Ces énigmes sont la matière et l'énergie noires, les trous noirs et le Big Bang. Le décor est posé: le voyage se fera comme dans L'Enfer de Dante. En passant d'une sphère à l'autre, de l'enfer au paradis, il brosse le portrait des connaissances actuelles et rend visite aux scientifiques du passé pour mieux éclairer ce que l'astrophysique d'aujourd'hui nous réserve.
"Les grandes découvertes de l'astronomie moderne ont ouvert notre horizon sur un cosmos inattendu, contenant des formes de matière et d'énergie mystérieuses, qu'on appelle matière noire et énergie noire et sur des lieux et des événements dans l'Univers ou les lois de la physique s'effondrent", explique-t-il au micro de La Matinale.
"Il reste un nuage entouré de mystères et d'incertitudes qui semblent avoir quelque chose en commun: tous sont issus de l'observation de l'Univers aux plus grandes échelles, mais semblent plonger leurs racines dans un microcosme gouverné non pas par la gravité mais par la physique quantique, celle des particules subatomiques. C'est là qu'on cherche en ce moment les réponses à ces grands mystères de l'Univers".
De nouveaux messagers
Dans son livre, Gianfranco Bertone raconte la naissance d'une nouvelle astronomie appelée astronomie multimessager: "Une nouvelle révolution dans notre compréhension de l'Univers", souligne ce natif de Calabre.
Des messages qui contiennent de quoi jeter un pont entre l'infiniment grand et l'infiniment petit, selon ses recherches. Comme si nous avions de nouveaux "organes sensoriels" pour appréhender l'Univers.
En effet, outre l'observation de la lumière – dans tout son spectre d'ondes électromagnétiques – des objets célestes, il y a désormais les ondes gravitationnelles, les neutrinos ou les rayons cosmiques: des messagers qui transportent des informations en provenance de régions autrement inaccessibles. Il faudra les décoder.
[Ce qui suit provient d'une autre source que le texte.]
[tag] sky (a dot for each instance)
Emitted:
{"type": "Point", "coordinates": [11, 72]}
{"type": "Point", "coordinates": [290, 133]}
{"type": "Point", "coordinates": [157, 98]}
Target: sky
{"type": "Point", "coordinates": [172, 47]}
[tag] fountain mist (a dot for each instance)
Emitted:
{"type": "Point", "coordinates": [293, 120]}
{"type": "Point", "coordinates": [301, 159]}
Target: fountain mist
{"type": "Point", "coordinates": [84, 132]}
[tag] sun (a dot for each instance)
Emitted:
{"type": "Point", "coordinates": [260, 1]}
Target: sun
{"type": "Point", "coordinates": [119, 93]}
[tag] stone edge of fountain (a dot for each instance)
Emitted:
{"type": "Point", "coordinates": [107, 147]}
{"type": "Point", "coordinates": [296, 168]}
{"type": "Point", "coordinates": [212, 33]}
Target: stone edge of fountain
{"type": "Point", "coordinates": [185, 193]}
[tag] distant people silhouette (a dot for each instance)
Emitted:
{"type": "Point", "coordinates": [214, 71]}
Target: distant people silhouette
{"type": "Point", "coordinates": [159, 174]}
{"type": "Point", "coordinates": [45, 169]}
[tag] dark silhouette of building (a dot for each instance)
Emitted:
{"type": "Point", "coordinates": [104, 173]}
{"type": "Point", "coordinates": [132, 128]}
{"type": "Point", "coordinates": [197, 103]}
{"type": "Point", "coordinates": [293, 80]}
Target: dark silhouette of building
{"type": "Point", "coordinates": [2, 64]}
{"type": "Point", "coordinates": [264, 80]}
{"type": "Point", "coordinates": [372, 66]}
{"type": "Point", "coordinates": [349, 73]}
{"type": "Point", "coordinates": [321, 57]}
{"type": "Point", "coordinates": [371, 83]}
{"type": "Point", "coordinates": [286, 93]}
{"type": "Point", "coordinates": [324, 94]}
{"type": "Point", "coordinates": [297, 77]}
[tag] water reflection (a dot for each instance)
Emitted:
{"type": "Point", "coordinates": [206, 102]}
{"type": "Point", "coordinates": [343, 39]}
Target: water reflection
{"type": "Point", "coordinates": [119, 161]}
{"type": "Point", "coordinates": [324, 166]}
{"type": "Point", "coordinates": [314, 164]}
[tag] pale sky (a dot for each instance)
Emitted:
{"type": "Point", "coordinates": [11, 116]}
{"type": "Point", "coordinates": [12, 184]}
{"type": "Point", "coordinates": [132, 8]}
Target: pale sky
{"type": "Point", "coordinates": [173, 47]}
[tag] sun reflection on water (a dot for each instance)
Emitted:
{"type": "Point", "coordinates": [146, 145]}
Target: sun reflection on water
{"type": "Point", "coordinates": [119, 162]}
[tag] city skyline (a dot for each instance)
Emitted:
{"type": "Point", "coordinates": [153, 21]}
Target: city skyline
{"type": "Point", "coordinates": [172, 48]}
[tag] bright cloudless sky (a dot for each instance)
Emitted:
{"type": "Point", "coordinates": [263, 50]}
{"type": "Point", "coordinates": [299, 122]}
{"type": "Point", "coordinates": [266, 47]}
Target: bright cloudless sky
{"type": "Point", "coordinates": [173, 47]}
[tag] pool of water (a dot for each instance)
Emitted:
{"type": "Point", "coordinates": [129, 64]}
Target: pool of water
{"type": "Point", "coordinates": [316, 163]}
Et c'est ce que la communauté scientifique s'attelle à faire avec, notamment, les très prometteuses ondes gravitationnelles, détectées directement pour la première fois de l'Histoire le 14 septembre 2015.
Anecdote amusante à propos de ces ondes: en 1936, Albert Einstein – qui les a pourtant théorisées en 1917 – croit prouver qu'elles n'existent pas, puis se ravise... C'est finalement leur détection qui vaudra en 2017 le prix Nobel de physique à Rainer Weiss, Barry Barish et Kip Thorne.
Un champ immense d'exploration s'ouvre. Les ondes gravitationnelles peuvent donc être couplées avec des observations astronomiques classiques – les multimessagers –, comme ce fut le cas lors de la première coalescence de deux étoiles à neutrons le 17 août 2017: des données combinées qui en apprennent bien plus aux astronomes.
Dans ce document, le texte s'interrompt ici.